Markus
Markus

Reputation: 1563

Easy way to reference Documents in Mongoose

In my application I have a User Collection. Many of my other collections have an Author (an author contains ONLY the user._id and the user.name), for example my Post Collection. Since I normally only need the _id and the name to display e.g. my posts on the UI.

This works fine, and seems like a good approach, since now everytime I deal with posts I don`t have to load the whole user Object from the database - I can only load my post.author.userId/post.author.name.

Now my problem: A user changes his or her name. Obviously all my Author Objects scattered around in my database still have the old author.

Questions:

  1. is my approuch solid, or should I only reference the userId everywhere I need it?

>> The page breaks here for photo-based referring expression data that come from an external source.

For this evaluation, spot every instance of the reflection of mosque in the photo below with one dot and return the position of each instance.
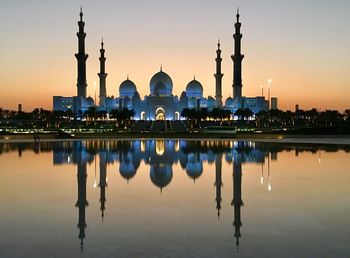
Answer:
(159, 155)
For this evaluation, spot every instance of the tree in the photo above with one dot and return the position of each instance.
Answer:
(240, 114)
(122, 116)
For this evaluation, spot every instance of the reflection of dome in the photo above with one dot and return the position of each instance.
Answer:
(161, 175)
(127, 170)
(194, 169)
(127, 88)
(229, 102)
(164, 79)
(194, 89)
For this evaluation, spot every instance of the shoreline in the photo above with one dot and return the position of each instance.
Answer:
(297, 139)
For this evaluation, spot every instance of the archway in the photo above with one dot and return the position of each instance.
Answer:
(160, 114)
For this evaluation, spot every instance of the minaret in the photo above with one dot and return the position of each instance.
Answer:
(218, 182)
(82, 202)
(237, 198)
(237, 60)
(102, 74)
(218, 78)
(81, 58)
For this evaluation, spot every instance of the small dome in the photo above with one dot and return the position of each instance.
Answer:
(165, 79)
(194, 89)
(211, 102)
(127, 88)
(90, 101)
(229, 102)
(160, 89)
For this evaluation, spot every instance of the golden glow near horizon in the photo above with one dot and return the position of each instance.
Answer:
(304, 49)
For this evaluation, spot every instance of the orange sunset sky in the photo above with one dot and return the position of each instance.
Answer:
(303, 46)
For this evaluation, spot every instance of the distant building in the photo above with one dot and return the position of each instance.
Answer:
(160, 104)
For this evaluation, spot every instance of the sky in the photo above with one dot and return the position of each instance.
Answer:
(303, 46)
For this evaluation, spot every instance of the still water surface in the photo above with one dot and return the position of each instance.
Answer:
(168, 198)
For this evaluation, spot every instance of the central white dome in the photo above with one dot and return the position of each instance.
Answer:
(161, 78)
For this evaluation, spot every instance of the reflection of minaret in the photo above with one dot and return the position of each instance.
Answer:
(237, 61)
(103, 182)
(81, 58)
(102, 74)
(269, 187)
(218, 182)
(82, 202)
(218, 78)
(237, 198)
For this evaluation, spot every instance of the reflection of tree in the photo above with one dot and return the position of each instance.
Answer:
(237, 198)
(82, 203)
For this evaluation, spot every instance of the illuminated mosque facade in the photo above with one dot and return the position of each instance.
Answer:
(161, 103)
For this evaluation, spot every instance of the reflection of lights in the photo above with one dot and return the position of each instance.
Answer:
(143, 146)
(319, 157)
(160, 147)
(177, 146)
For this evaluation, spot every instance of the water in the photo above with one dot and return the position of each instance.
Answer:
(169, 198)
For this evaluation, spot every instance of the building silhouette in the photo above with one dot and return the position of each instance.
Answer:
(160, 103)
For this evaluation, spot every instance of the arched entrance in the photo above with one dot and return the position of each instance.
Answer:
(160, 114)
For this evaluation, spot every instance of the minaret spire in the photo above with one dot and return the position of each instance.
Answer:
(81, 58)
(237, 60)
(218, 77)
(81, 13)
(102, 74)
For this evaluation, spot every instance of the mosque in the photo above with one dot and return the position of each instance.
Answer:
(161, 103)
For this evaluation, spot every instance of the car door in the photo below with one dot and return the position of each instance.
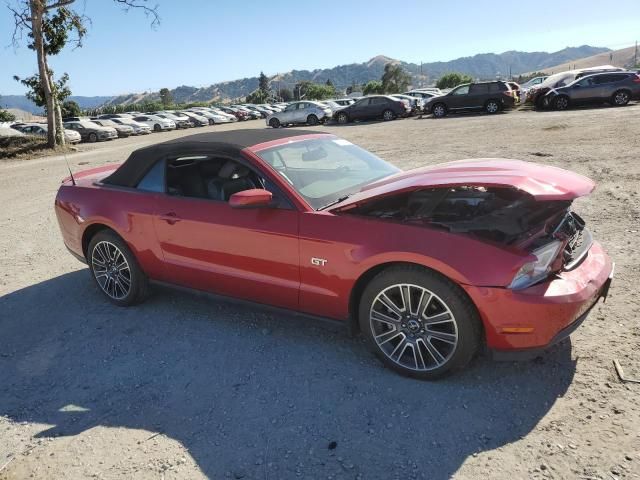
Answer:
(249, 253)
(360, 109)
(457, 97)
(585, 90)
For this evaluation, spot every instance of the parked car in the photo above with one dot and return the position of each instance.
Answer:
(109, 116)
(138, 127)
(431, 264)
(181, 121)
(196, 119)
(416, 103)
(537, 94)
(218, 111)
(491, 97)
(123, 130)
(41, 129)
(373, 107)
(616, 88)
(211, 116)
(240, 115)
(307, 112)
(155, 122)
(92, 132)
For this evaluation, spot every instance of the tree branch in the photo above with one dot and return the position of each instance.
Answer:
(150, 12)
(21, 20)
(58, 4)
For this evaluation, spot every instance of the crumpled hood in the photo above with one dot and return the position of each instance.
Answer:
(543, 182)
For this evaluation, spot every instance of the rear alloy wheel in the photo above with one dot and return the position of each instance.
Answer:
(115, 269)
(388, 115)
(621, 98)
(439, 110)
(419, 323)
(561, 102)
(492, 106)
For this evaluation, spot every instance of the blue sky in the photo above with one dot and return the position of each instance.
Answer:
(200, 42)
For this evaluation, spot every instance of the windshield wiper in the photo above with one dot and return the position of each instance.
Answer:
(335, 202)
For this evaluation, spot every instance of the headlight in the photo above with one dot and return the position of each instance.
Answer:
(533, 272)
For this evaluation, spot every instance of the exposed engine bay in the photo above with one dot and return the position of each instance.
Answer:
(504, 215)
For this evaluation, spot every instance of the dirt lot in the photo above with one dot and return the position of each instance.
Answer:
(184, 387)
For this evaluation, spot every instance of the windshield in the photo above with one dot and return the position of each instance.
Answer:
(323, 171)
(558, 80)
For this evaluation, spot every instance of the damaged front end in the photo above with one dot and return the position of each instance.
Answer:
(553, 235)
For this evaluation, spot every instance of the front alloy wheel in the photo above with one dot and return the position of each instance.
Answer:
(492, 106)
(111, 270)
(621, 98)
(115, 269)
(419, 323)
(439, 110)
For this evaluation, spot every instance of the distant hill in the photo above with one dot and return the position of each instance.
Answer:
(481, 66)
(23, 103)
(618, 58)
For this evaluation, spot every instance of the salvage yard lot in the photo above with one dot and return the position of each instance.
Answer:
(186, 387)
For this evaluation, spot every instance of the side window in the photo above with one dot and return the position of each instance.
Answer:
(153, 181)
(463, 90)
(478, 88)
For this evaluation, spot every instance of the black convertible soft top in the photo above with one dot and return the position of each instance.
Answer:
(228, 143)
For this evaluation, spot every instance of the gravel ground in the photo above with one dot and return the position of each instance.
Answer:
(186, 387)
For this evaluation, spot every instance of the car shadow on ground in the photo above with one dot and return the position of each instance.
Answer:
(250, 393)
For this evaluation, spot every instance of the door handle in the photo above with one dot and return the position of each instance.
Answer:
(171, 218)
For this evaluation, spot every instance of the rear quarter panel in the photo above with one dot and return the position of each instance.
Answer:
(126, 211)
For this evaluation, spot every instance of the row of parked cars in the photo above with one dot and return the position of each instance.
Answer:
(604, 84)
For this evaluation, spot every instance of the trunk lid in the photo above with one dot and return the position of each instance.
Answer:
(542, 182)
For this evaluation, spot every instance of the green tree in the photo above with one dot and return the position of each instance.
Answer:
(165, 97)
(286, 95)
(373, 87)
(394, 79)
(49, 25)
(453, 79)
(59, 90)
(257, 96)
(71, 109)
(6, 116)
(263, 82)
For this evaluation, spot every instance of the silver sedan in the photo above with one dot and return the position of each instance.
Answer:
(305, 112)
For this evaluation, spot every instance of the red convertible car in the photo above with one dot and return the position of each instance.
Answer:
(431, 264)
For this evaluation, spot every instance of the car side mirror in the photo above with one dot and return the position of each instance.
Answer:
(253, 198)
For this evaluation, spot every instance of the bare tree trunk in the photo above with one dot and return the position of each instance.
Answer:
(37, 12)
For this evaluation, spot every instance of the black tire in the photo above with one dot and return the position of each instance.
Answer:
(463, 321)
(138, 287)
(620, 98)
(492, 106)
(388, 115)
(561, 102)
(439, 110)
(342, 118)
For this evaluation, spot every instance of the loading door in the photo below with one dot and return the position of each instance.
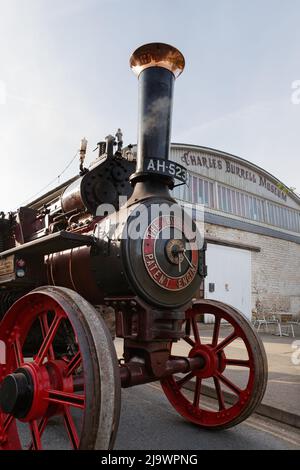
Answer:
(228, 277)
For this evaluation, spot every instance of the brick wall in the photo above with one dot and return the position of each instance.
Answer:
(275, 269)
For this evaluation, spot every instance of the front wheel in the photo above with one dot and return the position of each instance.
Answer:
(235, 366)
(65, 392)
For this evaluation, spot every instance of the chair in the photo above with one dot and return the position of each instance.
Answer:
(262, 320)
(290, 326)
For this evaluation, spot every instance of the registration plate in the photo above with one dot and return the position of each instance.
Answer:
(7, 265)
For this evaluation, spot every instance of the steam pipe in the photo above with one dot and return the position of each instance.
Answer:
(156, 65)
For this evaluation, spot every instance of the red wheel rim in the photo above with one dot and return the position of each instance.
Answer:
(216, 364)
(57, 380)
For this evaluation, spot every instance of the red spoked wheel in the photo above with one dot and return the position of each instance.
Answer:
(59, 375)
(234, 366)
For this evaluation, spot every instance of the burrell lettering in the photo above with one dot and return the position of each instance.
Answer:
(217, 164)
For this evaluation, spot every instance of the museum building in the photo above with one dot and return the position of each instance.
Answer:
(252, 228)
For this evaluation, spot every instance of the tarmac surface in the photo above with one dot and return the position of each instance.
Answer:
(148, 422)
(282, 397)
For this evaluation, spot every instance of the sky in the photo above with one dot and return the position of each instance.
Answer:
(64, 74)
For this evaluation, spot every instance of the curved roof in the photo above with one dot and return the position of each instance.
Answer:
(243, 162)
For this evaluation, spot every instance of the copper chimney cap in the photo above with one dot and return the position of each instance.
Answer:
(157, 54)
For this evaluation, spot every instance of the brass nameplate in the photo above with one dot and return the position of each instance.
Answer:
(7, 265)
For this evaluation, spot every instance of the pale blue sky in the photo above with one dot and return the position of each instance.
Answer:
(64, 65)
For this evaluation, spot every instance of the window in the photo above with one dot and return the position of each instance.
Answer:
(202, 191)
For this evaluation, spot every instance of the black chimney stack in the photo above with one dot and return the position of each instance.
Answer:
(156, 65)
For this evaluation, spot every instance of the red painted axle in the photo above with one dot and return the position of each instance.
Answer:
(135, 373)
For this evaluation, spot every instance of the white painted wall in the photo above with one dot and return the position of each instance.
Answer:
(230, 270)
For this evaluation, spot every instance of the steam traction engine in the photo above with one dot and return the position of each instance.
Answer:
(69, 256)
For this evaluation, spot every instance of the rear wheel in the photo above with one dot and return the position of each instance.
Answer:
(235, 368)
(67, 393)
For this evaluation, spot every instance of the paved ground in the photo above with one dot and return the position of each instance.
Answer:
(148, 422)
(283, 389)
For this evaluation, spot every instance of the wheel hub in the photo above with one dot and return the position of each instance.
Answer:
(16, 393)
(212, 362)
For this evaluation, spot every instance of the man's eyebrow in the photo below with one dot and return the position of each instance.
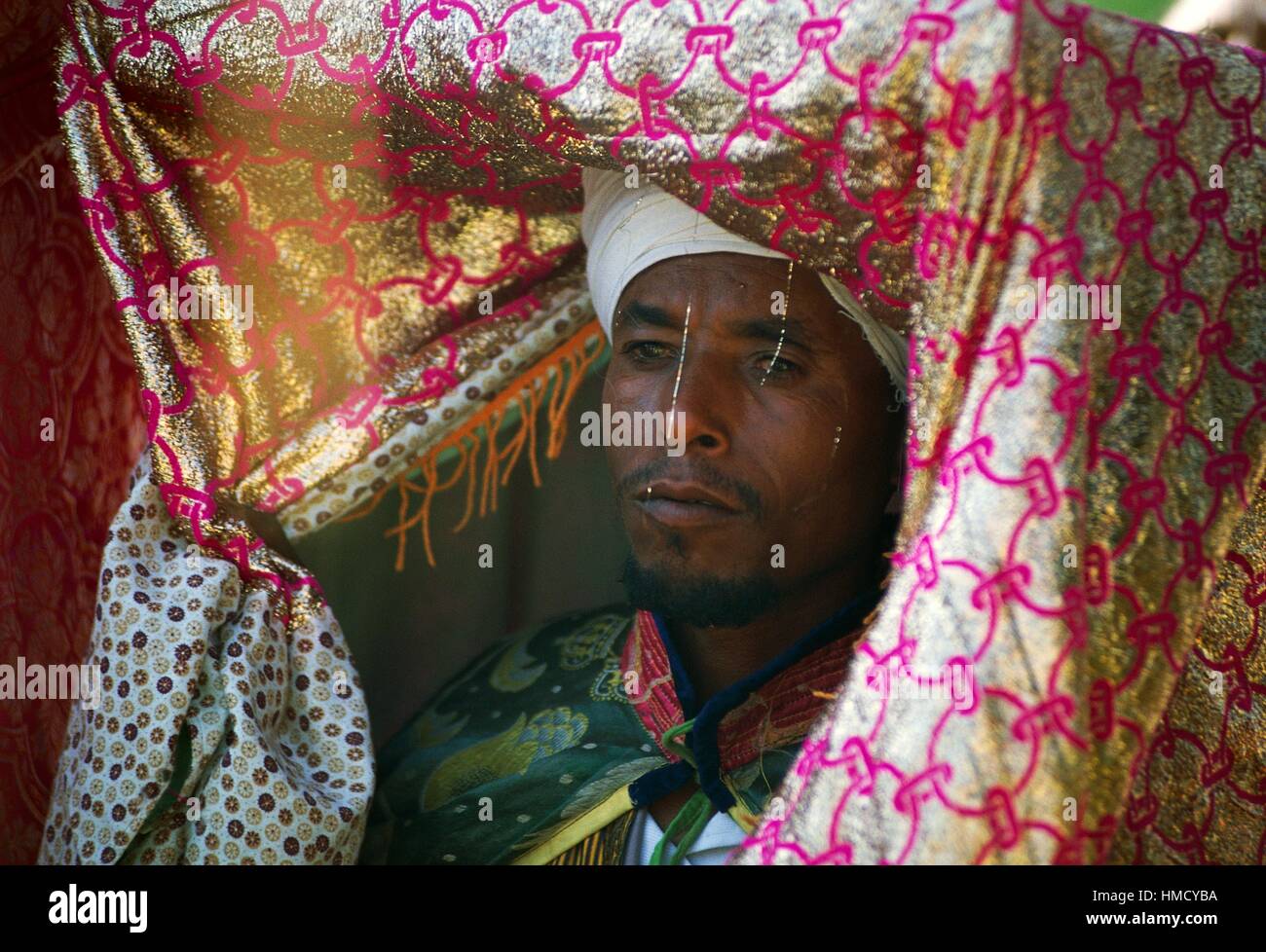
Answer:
(773, 328)
(640, 314)
(768, 327)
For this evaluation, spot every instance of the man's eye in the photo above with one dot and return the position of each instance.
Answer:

If I'd go for this solution I'd remove my Author Model and would need to make a User database call everytime I want to display the current Users`s name.

  1. If I leave my Author as is, what would be a good way to implement a solution for situations like the user.name change?

I could write a service which checks every model which has Authors of the current user._id and updates them of course, but this sounds very tedious. Although I'm not sure there's a better solution.

  1. Any pro tipps on how I should deal with problems like this in the future?

Upvotes: 0

Views: 768

Answers (2)

greenlikeorange
greenlikeorange

Reputation: 505

Yes, sometime database are good to recorded at modular style. But You shouldn't do separating collection for user/author such as At that time if you use mongoose as driver you can use populate to get user schema data.

Example, I modeling user, author, post that.

var UserSchema = new mongoose.Schema({ 
  type: { type: String, default: "user", enum: ["user", "author"], required: true },
  name: { type: String },

  // Author specific values
  joinedAt: { type: Date }
});
var User = mongoose.model("User", UserSchema);

var PostSchema = new mongoose.Schema({ 
  author: { type: mongoose.Scheam.Types.ObjectId, ref: "User" },
  content: { type: String } 
});
var Post = mongoose.model("Post", PostSchema);

In this style, Post are separated model and have to save like that. Something like if you want to query a post including author's name, you can use populate at mongoose.

Post.findOne().populate("author").exce(function(err, post) {
  if(err)
    // do error handling
  if(post){
    console.log(post.author.type) // author 
  }
});

Upvotes: 1

Edgar
Edgar

Reputation: 1313

One solution is save only id in Author collection, using Ref on the User collection, and populate each time to get user's name from the User collection.

var User = {
    name: String,
    //other fields
}

var Author = {
    userId: {
        type: String,
        ref: "User"
    }
}

Another solution is when updating name in User collection, update all names in Author collection.

I think first solution will be better.